Though the recent men’s collections told us that logos are alive and well (hello, Louis Vuitton), there’s a growing awareness about the rise of anonymous, unbranded clothes. Petar Petrov is a proponent of just such sartorial understatement. He flies further under the radar than many designers, living and working in Vienna, and opting for off-season lookbook reveals rather than fashion-week runway shows, but his is a name to know. He manages the timeless/timely divide with assurance.
Take his tailoring. This season’s hero suit, a jacket, waistcoat, and long skirt combo, comes in a striking burnt orange shade and its jacket is collarless. It’s bold but far from garish. The uptick in interest in logo-less fashion stems in part from an increasing sense that excess is outré. Chalk that up to global warming, to the ridiculous Y2K trend, to the fact that we’re living through a new gilded age of gross inequality, to whatever. The tide is definitely turning, but minimalism’s recent converts aren’t ready to give up the finer things entirely.

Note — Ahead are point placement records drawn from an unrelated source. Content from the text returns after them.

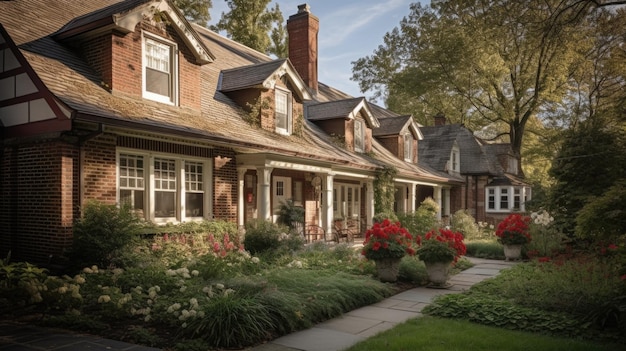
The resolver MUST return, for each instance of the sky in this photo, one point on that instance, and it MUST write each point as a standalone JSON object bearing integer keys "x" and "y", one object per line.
{"x": 349, "y": 30}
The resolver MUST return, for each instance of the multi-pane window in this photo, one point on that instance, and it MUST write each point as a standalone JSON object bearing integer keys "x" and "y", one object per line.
{"x": 359, "y": 137}
{"x": 283, "y": 111}
{"x": 164, "y": 188}
{"x": 159, "y": 71}
{"x": 506, "y": 198}
{"x": 408, "y": 147}
{"x": 194, "y": 189}
{"x": 132, "y": 182}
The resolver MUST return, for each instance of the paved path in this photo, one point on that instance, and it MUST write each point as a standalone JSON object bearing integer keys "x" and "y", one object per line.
{"x": 335, "y": 334}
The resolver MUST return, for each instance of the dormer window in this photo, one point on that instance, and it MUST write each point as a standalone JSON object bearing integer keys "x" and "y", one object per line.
{"x": 408, "y": 147}
{"x": 359, "y": 136}
{"x": 160, "y": 69}
{"x": 283, "y": 112}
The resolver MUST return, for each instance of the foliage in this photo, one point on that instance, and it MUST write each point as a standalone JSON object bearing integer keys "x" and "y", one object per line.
{"x": 577, "y": 286}
{"x": 443, "y": 245}
{"x": 464, "y": 223}
{"x": 604, "y": 217}
{"x": 195, "y": 10}
{"x": 102, "y": 233}
{"x": 496, "y": 311}
{"x": 423, "y": 219}
{"x": 547, "y": 240}
{"x": 485, "y": 76}
{"x": 290, "y": 214}
{"x": 252, "y": 24}
{"x": 587, "y": 151}
{"x": 387, "y": 240}
{"x": 384, "y": 194}
{"x": 262, "y": 236}
{"x": 514, "y": 230}
{"x": 442, "y": 334}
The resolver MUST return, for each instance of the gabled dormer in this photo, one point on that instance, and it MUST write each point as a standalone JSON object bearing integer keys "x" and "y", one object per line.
{"x": 400, "y": 135}
{"x": 350, "y": 120}
{"x": 272, "y": 92}
{"x": 454, "y": 164}
{"x": 142, "y": 49}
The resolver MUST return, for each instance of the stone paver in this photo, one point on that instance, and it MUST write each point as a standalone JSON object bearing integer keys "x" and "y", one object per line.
{"x": 335, "y": 334}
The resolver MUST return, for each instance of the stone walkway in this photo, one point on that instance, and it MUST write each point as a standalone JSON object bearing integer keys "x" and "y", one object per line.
{"x": 335, "y": 334}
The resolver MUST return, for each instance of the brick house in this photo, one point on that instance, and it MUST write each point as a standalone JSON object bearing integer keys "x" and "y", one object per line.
{"x": 493, "y": 182}
{"x": 127, "y": 102}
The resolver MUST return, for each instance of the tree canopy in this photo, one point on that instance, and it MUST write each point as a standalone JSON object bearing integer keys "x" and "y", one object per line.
{"x": 195, "y": 10}
{"x": 251, "y": 23}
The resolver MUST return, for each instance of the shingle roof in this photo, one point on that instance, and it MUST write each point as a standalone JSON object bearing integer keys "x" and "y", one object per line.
{"x": 438, "y": 141}
{"x": 220, "y": 119}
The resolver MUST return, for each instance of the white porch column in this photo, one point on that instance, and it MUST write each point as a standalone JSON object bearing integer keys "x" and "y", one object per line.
{"x": 437, "y": 194}
{"x": 411, "y": 199}
{"x": 264, "y": 180}
{"x": 240, "y": 196}
{"x": 369, "y": 204}
{"x": 327, "y": 205}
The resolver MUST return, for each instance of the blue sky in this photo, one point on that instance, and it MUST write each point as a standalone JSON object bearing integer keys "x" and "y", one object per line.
{"x": 349, "y": 30}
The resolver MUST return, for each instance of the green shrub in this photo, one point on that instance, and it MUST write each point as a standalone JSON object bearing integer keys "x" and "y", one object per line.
{"x": 493, "y": 310}
{"x": 490, "y": 249}
{"x": 102, "y": 233}
{"x": 262, "y": 236}
{"x": 412, "y": 270}
{"x": 464, "y": 223}
{"x": 422, "y": 220}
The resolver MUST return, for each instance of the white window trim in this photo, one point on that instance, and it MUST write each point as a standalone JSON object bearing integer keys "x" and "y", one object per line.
{"x": 171, "y": 100}
{"x": 408, "y": 147}
{"x": 524, "y": 196}
{"x": 149, "y": 192}
{"x": 360, "y": 137}
{"x": 455, "y": 166}
{"x": 285, "y": 131}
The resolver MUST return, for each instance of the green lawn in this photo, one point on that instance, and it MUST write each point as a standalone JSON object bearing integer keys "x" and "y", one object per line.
{"x": 437, "y": 334}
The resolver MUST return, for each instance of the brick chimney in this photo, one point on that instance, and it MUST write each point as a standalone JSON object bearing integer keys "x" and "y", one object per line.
{"x": 440, "y": 119}
{"x": 302, "y": 29}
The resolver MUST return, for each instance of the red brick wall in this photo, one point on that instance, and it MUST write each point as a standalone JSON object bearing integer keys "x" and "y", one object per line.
{"x": 225, "y": 185}
{"x": 118, "y": 59}
{"x": 38, "y": 200}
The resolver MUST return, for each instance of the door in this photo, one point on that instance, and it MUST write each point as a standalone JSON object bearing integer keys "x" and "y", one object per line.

That’s why subtlety like Petrov’s works at this moment. For the office, there’s an excellent shirt dress with discreet shaping through the waist, and for evening there’s a gorgeous gold lamé dress smocked from neckline to the mid-thighs, then fluid to the ankles, that has to be the most sensual yet easiest look of the resort season. This collection definitely has a sexy streak, as seen in the stretch leather biker shorts and a version of the jacket-and-panties outfit that has become a thing on the runway, the red carpet, and now even the street.

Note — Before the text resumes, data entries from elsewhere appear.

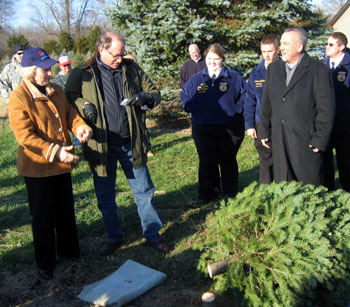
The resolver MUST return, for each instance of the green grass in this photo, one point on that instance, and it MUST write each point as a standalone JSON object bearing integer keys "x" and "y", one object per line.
{"x": 174, "y": 173}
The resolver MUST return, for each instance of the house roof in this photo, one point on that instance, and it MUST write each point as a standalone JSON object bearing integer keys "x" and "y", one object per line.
{"x": 339, "y": 14}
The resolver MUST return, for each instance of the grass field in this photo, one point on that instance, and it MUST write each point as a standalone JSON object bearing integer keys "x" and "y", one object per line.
{"x": 174, "y": 172}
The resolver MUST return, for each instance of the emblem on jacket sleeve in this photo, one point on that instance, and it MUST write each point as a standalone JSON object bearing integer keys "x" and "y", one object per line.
{"x": 223, "y": 86}
{"x": 341, "y": 76}
{"x": 202, "y": 88}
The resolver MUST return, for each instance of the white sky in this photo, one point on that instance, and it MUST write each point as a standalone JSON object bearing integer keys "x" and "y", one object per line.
{"x": 24, "y": 11}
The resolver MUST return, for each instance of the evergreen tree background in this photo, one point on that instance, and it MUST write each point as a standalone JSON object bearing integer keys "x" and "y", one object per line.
{"x": 160, "y": 32}
{"x": 16, "y": 39}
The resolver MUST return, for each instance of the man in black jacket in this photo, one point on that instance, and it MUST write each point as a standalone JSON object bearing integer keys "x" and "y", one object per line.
{"x": 297, "y": 111}
{"x": 195, "y": 64}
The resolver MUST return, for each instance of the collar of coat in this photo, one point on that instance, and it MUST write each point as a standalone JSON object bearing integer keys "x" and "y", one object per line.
{"x": 36, "y": 93}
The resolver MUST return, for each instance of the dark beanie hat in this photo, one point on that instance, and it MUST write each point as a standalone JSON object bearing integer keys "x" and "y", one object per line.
{"x": 18, "y": 47}
{"x": 37, "y": 57}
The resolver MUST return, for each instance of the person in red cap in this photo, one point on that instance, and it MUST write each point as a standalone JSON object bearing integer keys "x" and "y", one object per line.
{"x": 65, "y": 67}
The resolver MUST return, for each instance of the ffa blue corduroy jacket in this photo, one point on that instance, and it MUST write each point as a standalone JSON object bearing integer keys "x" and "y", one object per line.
{"x": 341, "y": 84}
{"x": 216, "y": 101}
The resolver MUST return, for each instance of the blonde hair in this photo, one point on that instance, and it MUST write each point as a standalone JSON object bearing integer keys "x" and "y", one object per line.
{"x": 28, "y": 73}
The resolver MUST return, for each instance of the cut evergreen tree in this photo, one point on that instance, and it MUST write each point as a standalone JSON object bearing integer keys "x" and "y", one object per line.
{"x": 287, "y": 244}
{"x": 159, "y": 32}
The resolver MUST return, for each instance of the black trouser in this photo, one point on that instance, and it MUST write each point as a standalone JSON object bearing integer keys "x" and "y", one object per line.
{"x": 265, "y": 158}
{"x": 218, "y": 146}
{"x": 340, "y": 141}
{"x": 53, "y": 220}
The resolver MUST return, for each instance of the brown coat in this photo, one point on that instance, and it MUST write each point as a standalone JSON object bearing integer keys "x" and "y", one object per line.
{"x": 40, "y": 124}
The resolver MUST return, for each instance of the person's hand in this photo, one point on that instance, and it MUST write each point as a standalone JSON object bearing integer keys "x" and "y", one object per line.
{"x": 90, "y": 112}
{"x": 65, "y": 156}
{"x": 314, "y": 149}
{"x": 252, "y": 133}
{"x": 141, "y": 99}
{"x": 264, "y": 142}
{"x": 83, "y": 134}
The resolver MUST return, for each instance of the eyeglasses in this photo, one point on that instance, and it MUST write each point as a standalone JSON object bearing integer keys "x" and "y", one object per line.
{"x": 117, "y": 56}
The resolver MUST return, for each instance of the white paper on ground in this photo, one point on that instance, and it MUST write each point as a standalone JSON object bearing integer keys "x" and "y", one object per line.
{"x": 131, "y": 280}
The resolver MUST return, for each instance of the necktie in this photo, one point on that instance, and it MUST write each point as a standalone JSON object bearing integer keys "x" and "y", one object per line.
{"x": 333, "y": 68}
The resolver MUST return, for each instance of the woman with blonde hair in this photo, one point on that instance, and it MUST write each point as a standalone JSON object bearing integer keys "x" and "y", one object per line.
{"x": 40, "y": 117}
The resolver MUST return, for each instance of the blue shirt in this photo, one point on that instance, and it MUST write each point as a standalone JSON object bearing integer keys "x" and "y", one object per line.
{"x": 252, "y": 103}
{"x": 216, "y": 101}
{"x": 341, "y": 84}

“Every time I work on a collection, I’m thinking what’s relevant for me now? What do I feel is really interesting?” Petrov said in Paris, where he was doing showroom appointments. In the end, the collection was equal parts structure and slink. The jackets’ strong shoulders were reproduced on t-shirt dresses, whereas draped jersey numbers cowled at the neckline or ruched to accentuate the waist.